Background Liquid biopsy is promising for early detection, monitoring of response and recurrence of cancer. The blood-brain barrier (BBB) limits the shedding of biomarker, such as cell-free DNA (cfDNA), into the blood, and their detection by conventional assays. Transcranial MR-guided focused ultrasound (MRgFUS) can safely and transiently open the BBB, providing an opportunity for less-invasive access to brain pathology. We hypothesized MRgFUS can enrich the signal of circulating brain-derived biomarkers to aid in liquid biopsy. Methods Nine patients were treated in a prospective single-arm, open-label trial to investigate serial MRgFUS and adjuvant temozolomide combination in patients with glioblastoma (NCT03616860). Blood samples were collected as an exploratory measure within the hours before and after sonication, with control samples from non-brain tumor patients undergoing BBB opening alone (NCT03739905).
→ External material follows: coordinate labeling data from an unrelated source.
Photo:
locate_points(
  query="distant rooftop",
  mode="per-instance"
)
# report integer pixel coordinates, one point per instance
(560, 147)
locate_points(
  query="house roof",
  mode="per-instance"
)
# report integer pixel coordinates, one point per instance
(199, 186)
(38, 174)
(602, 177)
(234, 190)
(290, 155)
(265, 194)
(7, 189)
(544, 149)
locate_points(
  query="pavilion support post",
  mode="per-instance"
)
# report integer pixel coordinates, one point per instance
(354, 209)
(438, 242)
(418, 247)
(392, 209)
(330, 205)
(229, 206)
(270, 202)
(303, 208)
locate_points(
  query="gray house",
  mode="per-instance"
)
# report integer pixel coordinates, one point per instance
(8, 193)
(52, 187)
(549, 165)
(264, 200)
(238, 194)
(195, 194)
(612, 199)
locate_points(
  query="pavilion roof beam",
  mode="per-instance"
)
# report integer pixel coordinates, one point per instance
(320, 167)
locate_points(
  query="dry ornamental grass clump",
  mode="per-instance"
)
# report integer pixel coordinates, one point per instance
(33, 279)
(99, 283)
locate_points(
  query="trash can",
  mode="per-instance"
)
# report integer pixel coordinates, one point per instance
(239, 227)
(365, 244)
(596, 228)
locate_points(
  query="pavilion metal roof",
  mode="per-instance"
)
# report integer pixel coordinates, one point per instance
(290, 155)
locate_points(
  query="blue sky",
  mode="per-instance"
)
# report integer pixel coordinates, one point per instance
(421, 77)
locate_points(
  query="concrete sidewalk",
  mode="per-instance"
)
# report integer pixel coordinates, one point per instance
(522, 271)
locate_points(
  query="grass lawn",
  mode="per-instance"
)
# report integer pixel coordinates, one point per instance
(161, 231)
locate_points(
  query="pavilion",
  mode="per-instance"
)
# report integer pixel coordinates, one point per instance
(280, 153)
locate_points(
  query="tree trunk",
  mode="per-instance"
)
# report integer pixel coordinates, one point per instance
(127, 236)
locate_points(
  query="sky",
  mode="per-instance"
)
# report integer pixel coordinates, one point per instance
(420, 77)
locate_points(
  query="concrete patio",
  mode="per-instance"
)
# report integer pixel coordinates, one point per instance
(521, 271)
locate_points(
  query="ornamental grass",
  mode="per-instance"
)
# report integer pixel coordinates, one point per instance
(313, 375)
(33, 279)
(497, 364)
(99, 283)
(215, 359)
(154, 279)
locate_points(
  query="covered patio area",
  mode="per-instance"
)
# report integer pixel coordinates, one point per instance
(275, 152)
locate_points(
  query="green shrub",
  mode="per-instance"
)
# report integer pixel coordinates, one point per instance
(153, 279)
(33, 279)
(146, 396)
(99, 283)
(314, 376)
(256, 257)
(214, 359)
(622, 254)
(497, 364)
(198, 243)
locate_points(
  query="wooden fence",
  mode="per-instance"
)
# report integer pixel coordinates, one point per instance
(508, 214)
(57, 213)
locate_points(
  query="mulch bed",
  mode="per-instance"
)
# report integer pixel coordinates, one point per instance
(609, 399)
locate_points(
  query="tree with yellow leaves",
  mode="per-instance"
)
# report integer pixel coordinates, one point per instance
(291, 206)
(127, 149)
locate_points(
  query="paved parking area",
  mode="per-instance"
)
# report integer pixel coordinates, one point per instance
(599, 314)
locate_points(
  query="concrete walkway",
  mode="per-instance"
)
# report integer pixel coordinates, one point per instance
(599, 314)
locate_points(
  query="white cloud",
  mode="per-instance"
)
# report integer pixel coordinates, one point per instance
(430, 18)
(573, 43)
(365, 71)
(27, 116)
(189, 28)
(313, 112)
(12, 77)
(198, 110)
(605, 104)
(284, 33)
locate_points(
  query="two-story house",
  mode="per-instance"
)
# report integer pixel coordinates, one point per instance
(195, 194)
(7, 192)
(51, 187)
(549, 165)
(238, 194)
Results Brain regions averaging 7.8±6.0 cm 3 (range 0.8–23.1 cm 3) were successful treated within 111±39 minutes without any serious adverse events. We found MRgFUS acutely enhanced plasma cfDNA (2.6±1.2 fold, p<0.01, Wilcoxon signed-rank test), neuron-derived extracellular vesicles (3.2±1.9 fold, p<0.01), and brain specific protein S100b (1.4±0.2 fold, p<0.01). Further comparison of the cfDNA methylation profiles suggests a signature that is disease and post-BBB opening specific, in keeping with our hypothesis. We also found cfDNA mutant copies of isocitrate dehydrogenase 1 (IDH1) increased, although this was in only one patient known to harbour the tumor mutation. Conclusions This first-in-human proof-of concept study shows MRgFUS enriches the signal of circulating brain-derived biomarkers, demonstrating the potential of the technology to support liquid biopsy for the brain.